Recipe: brunswick stew
My local hill got five inches of powder last night, so I grabbed my teles and headed out this morning. There’s no more powder, because I skied it all up. Powder feels like silk – except when you biff (and I did one very nice skis-over-head tumbler), but even then it’s a lovely way to wipe out.
dude in front better not track up my freshies
it snowed the whole morning
That was tiring (but fun), pushing powder around. I mean more tiring than usual because I haven’t been able to eat much solid food lately so I’ve been rather low on the blood sugar. My body’s weak after the last cycle’s myriad of side-effects anyway. I’m on the front end of that period when my body is sort of returning to normal and I desperately work out to bring it up to speed before the next dose. Consider it the inflection point of the sinusoid. It’s good to get the tele legs back. More snow in the forecast. More tele.
There’s nothing quite like a steaming hot bowl of soup or stew after skiing. Well, there wasn’t any to be had since I hadn’t made it. Easy enough to fix. Brunswick stew is a local specialty where I grew up. It’s simple to make and all of the ingredients are easy to get your hands on. I find it surprisingly delightful every time I make it because for some reason the recipe looks dull to me. I think it’s the sugar.
The recipe I have comes from The Williamsburg Cookbook which lists a lot of traditional recipes, as in from the Colonial Days. Brunswick stew was originally made with squirrel, not chicken. I have never had squirrel before and I have no desire to trap any of the ones twitching in our trees. Organic chicken works for me.
I like to make my stew in two steps. First I boil the chicken in water and when the chicken is ready, I remove the skin and bones and shred the chicken. Then I strain the broth and refrigerate it until the fat has solidified (organic chicken fat is less solid) and remove the fat. That’s the first step.

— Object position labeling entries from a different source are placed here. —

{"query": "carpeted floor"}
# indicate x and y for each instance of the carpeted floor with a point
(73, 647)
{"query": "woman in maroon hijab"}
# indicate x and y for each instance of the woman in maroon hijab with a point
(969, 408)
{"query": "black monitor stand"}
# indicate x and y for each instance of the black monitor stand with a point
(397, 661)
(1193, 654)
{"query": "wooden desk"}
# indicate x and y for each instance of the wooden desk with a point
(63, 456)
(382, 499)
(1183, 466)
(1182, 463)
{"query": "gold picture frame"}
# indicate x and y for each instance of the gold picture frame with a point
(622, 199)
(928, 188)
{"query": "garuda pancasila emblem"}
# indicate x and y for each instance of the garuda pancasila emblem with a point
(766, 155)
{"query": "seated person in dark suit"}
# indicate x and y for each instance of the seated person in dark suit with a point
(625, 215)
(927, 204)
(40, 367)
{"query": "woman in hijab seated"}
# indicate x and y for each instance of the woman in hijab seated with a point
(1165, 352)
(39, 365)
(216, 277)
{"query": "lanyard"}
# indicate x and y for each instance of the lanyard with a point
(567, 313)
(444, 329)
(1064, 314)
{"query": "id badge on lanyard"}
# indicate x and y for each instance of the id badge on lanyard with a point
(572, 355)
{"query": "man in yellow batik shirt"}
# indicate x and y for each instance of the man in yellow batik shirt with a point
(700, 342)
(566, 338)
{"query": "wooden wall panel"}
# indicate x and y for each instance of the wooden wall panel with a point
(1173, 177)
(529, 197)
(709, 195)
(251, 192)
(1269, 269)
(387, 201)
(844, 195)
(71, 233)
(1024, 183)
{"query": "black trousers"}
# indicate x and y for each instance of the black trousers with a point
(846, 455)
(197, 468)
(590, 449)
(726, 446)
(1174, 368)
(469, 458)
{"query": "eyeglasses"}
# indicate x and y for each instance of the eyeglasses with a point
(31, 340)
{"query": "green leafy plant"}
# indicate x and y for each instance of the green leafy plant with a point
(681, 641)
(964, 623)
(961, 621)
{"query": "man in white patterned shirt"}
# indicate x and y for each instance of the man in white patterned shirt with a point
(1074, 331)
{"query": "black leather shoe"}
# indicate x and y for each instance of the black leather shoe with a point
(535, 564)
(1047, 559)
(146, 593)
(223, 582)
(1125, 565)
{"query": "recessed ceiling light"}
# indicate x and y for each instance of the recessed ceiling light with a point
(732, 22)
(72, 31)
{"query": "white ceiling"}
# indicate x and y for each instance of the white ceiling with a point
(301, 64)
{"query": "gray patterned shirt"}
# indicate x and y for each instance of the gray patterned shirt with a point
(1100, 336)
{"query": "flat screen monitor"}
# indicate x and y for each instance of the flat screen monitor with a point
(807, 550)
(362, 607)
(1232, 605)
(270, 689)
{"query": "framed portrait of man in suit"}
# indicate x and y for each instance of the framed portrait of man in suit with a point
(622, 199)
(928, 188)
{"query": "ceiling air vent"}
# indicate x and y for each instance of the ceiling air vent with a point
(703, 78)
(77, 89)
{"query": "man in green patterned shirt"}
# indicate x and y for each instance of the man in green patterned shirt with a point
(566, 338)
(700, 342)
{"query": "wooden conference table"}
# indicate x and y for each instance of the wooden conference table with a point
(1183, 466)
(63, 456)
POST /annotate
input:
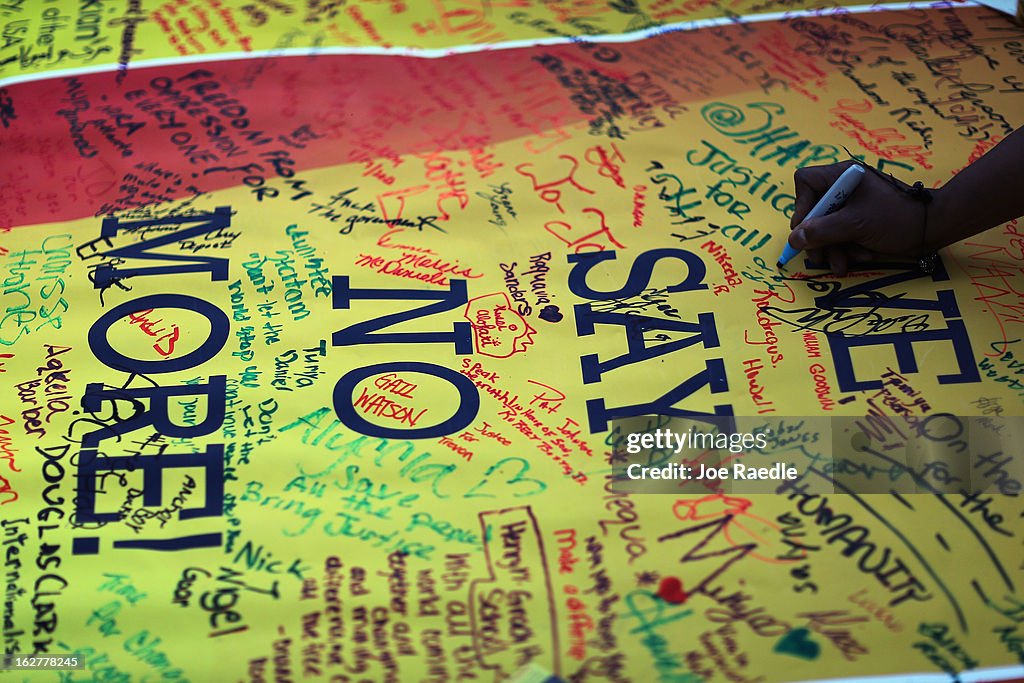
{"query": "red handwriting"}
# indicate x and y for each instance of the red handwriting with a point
(995, 271)
(7, 451)
(740, 522)
(382, 407)
(499, 331)
(588, 241)
(876, 140)
(412, 265)
(547, 190)
(145, 325)
(605, 163)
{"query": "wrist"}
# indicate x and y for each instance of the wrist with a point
(943, 222)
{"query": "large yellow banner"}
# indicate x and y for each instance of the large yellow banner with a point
(354, 365)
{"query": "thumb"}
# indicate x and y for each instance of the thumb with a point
(823, 231)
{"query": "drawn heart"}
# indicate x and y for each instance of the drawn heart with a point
(671, 590)
(550, 313)
(799, 644)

Yeah, no fresh tomatoes right now. I like this brand of organic toms. I also substitute zucchini for okra, and I typically like to use baby lima beans instead of standard limas. But my local store didn’t have baby limas, so I had to settle for adults this time around.
into the pot
The second step resumes the recipe by heating the broth and adding the vegetables. Cook until the potatoes are tender, about 30 minutes.
add the chickie
Then add the meat and spices (salt, pepper, and sugar – I told you it was simple) and the instructions just end there. I like to let it simmer for another 30 minutes at least. What you end up with is a satisfying hearty soup or sort of thin stew. Good and hot.
brunswick stew – desquirrelized
Chowning’s Tavern Brunswick Stew
The Williamsburg Cookbook
1 stewing hen (6 pounds), or 2 broiler-fryers (3 pounds each)
2 large onions, chopped
2 cups okra, cut (I subbed zucchini)
4 cups fresh or 2 cans (1 pound each) tomatoes
2 cups lima beans
3 medium potatoes, diced
4 cups corn cut from cob or 2 cans (1 pound each) corn
3 tsps salt
1 tsp pepper
1 tbsp sugar
Cut chicken into pieces and simmer in 3 quarts water for thin stew, or 2 quarts for thick stew, until meat can easily be removed from the bones, about 2 1/4 hours. Add raw vegetables to broth and simmer, uncovered, until the beans and potatoes are tender. Stir occasionally to prevent scorching. Add chicken, boned and diced if desired, and the seasonings. The book notes that Brunswick stew benefits from long, slow cooking, and that some people believe the flavor improves if the stew is left overnight and reheated the following day. Makes 8-10 servings.